Depuis quelques années, plusieurs résolutions de l’OMC et des institutions du commerce international ont contribué à bloquer le développement des énergies renouvelables dans les pays émergents. La logique de marché montre qu’elle est parfois contradictoire avec le développement de ces pays et la transition écologique.
Il y a deux mois à peine, tous les pays du monde étaient réunis à Paris pour la COP21. Après des jours de discussions et de débats, un accord a été trouvé pour parvenir à travailler ensemble à résoudre le problème du changement climatique. Mais ce moment d’euphorie n’aura apparemment pas tenu longtemps face à la pression des logiques des marchés internationaux et du néo-libéralisme commercial. Les attaques de l’OMC contre les politiques de transition énergétique de certains pays émergents en sont la preuve.
OMC, libre-échange et transition écologique
On le sait, le développement durable est devenu un business très lucratif. Partout dans le monde les énergies renouvelables (notamment le solaire, mais aussi l’éolien) attirent la convoitise d’entreprises de plus en plus importantes, et génèrent de plus en plus de profit. D’un point de vue écologique, cette tendance est peut-être le début de l’espoir. En effet, même les géants économiques et démographiques que sont l’Inde et la Chine commencent à investir dans les énergies renouvelables, et on peut penser que ce mouvement mènera à terme à une diminution de l’utilisation des énergies fossiles. La Chine a désormais pour objectif d’être le premier pays en termes de production d’énergie solaire aujourd’hui, et l’Inde commence timidement à investir cette voie.

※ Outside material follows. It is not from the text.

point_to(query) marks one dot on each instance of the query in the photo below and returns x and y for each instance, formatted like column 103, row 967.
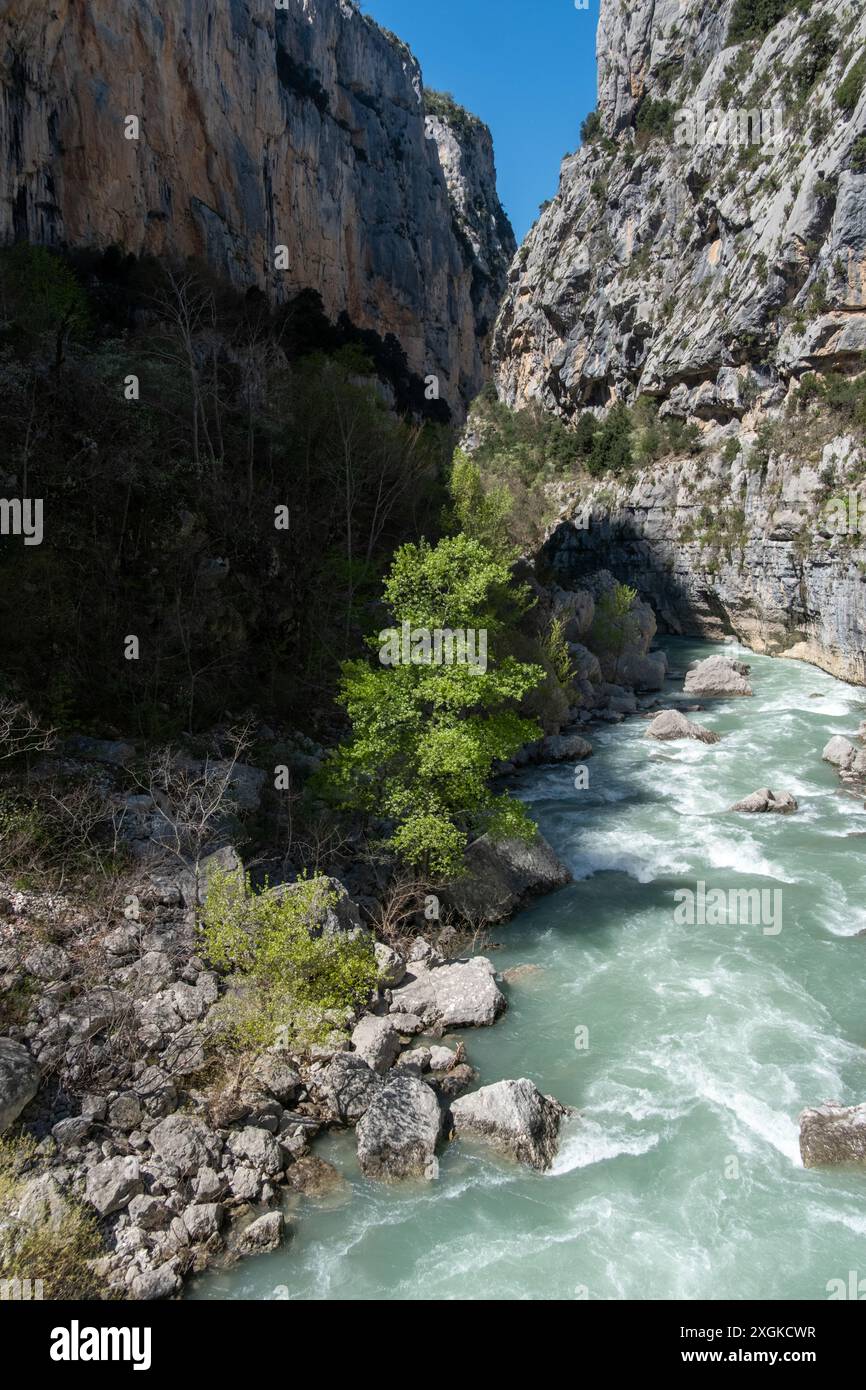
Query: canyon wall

Mais comme tout business, le développement durable est aussi soumis aux dures règles du marché. Libre échange, dérégulation commerciale : les énergies renouvelables sont soumises aux mêmes règles commerciales que les matières premières et les autres technologies qui s’échangent à un rythme effréné sur les marchés internationaux. Et l’enthousiasme de la COP21 n’y fera rien : l’écologie est encore une marchandise comme les autres.
Ainsi, le 27 février dernier, l’ORD (Organe de Règlement des Différends) de l’Organisation Mondiale du Commerce (OMC) annonçait s’opposer à l’ambitieux programme solaire indien. Dans un pays où près de 300 millions de personnes vivent encore sans électricité, c’est donc à la fois un frein au développement d’une transition écologique, mais aussi et surtout un frein au développement économique et social de la population.

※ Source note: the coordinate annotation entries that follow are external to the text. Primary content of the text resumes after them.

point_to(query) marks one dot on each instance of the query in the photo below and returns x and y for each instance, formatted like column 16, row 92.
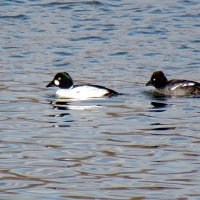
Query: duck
column 174, row 87
column 67, row 89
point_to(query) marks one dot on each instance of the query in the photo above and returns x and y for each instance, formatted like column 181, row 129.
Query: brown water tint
column 134, row 146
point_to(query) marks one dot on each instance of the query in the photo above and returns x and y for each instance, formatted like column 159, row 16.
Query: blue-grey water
column 133, row 146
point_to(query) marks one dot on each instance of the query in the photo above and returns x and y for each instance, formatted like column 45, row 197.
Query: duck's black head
column 158, row 80
column 61, row 80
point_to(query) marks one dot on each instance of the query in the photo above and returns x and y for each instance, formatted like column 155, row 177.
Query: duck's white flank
column 182, row 85
column 81, row 92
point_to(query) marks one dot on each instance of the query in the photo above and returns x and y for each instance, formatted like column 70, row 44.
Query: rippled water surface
column 133, row 146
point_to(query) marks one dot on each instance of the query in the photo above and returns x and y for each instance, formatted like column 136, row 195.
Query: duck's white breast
column 81, row 92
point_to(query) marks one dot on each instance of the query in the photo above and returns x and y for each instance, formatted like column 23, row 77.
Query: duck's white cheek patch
column 56, row 82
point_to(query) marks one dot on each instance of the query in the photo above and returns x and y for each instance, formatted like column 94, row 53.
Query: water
column 133, row 146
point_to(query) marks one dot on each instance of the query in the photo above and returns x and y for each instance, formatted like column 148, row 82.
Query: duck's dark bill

Les raisons économiques contre le bon sens écologique
La raison de ce bloquage ? Le programme solaire indien prévoyait d’installer près de 100 gigawatt d’électricité solaire d’ici 2022, et précisait qu’un pourcentage de ces installations devait être fabriqué localement, en Inde.
Pour les Etats-Unis qui ont déposé la plainte à l’OMC, cette close va a l’encontre des règlements commerciaux internationaux. En effet, dans un contexte de libre échange, imposer une production nationale revient en quelque sorte à pratiquer le protectionnisme. Et comme la logique de l’économie internationale prévaut sur la logique écologique, l’OMC a sanctionné l’Inde sur ce point. Avec la résolution de l’ORD, l’Inde sera donc forcée d’ouvrir totalement le programme solaire aux investisseurs étrangers. Les Etats-Unis pourront donc profiter de ce juteux marché pour écouler leurs stocks de panneaux solaires… Ainsi, plutôt que d’utiliser des panneaux solaires produits localement, et ayant participé à créé de l’emploi local, l’Inde utilisera des panneaux solaires produits à l’autre bout du monde.
Ce n’est pas la première fois qu’un tel scénario a lieu dans les instances de l’OMC. En 2013 les Etats-Unis avaient déjà lancé une plainte contre les subventions de l’Inde sur le Solaire. Mais ce n’est pas tout, puisqu’en 2011, les Etats-Unis (toujours) avaient engagé une procédure contre la subvention d’un programme d’énergies propres lancé par la Chine. En l’espace de 4 mois, deux plaintes avaient été déposées contre le programme éolien chinois. Le Japon avait également lancé une plainte contre le Canada pour avoir subventionné les énergies propres en 2010. De son côté, la Chine avait attaqué l’Union Européenne qui favorisait ses marchés nationaux pour le solaire en 2012… En plus de ralentir le développement des énergies renouvelables dans le monde, ces plaintes contribuent bien souvent à bloquer l’accès à l’énergie dans des pays émergents où il serait un vecteur de développement économique et social. Peu importent les engagements pris à la COP21 : la logique commerciale prévaut.
Dans le même temps, aux Etats-Unis (le pays qui porte le plus de plaintes à l’OMC), les subventions sur les énergies nationales ont atteint plus de 40 milliards de dollars annuels, et Donald Trump et son programme protectionniste sont en tête des sondages pour la primaire républicaine. Un paradoxe de plus au pays des climatosceptiques et du gaz de schiste.